# CT Conversion



## fille9 (Dec 21, 2008)

What is it?? What does it consist of ????


----------



## mud (Sep 23, 2007)

use the search engine on this site as you will find more than what your looking for!!


----------



## justinfisch01 (Feb 19, 2006)

A CT conversion is a way to make a levelwind Abu like a 6500C3 to a 
6500C3CT. It consits of the removal of the level wind guide, worm gear and then the top bar that the levelwind guide rides on. The bad thing about this is that you have to cut that top bar off. There is no way to just remove it. And for me the only people that should need to do this conversion is us left handers who are neglected in the fishing world. If you are right handed go out and buy a new instead of cutting one up right outta the box. unfourtunitly I have done this on 4 6501 c3's. You will need to get a conversion bar. This is what it is supposed to look like when done.


----------



## kingfisherman23 (Dec 14, 2003)

A CT conversion is the act of making a reel non-levelwind with a CT bar.

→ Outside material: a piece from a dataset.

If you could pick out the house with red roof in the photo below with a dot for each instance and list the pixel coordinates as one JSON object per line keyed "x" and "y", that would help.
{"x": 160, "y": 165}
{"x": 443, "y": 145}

A CT bar is simply a solid bar with threaded holes in either end that replaces the level-wind front bar of the reel.

CT is the notation for a reel that has no line leveler. One with a leveler is called a CS reel.

If you go to customrodsnreels.com you can see pictures of CS reels, CT reels and the CT conversion bar.

Evan


----------



## AbuMike (Sep 3, 2007)

Or you can just change the frame. One of the best things about Abu's, the interchangability of parts. Here is an original 5500 CS and one thats been done CT. I did not do this conversion, got it like this.


----------



## justinfisch01 (Feb 19, 2006)

AirDown said:


> Or you can just change the frame. One of the best things about Abu's, the interchangability of parts. Here is an original 5500 CS and one thats been done CT. I did not do this conversion, got it like this.


Like I said there is no reason for a right hander to need to do a conversion on their reel. Just go buy one out of the box or buy the frame for it.


----------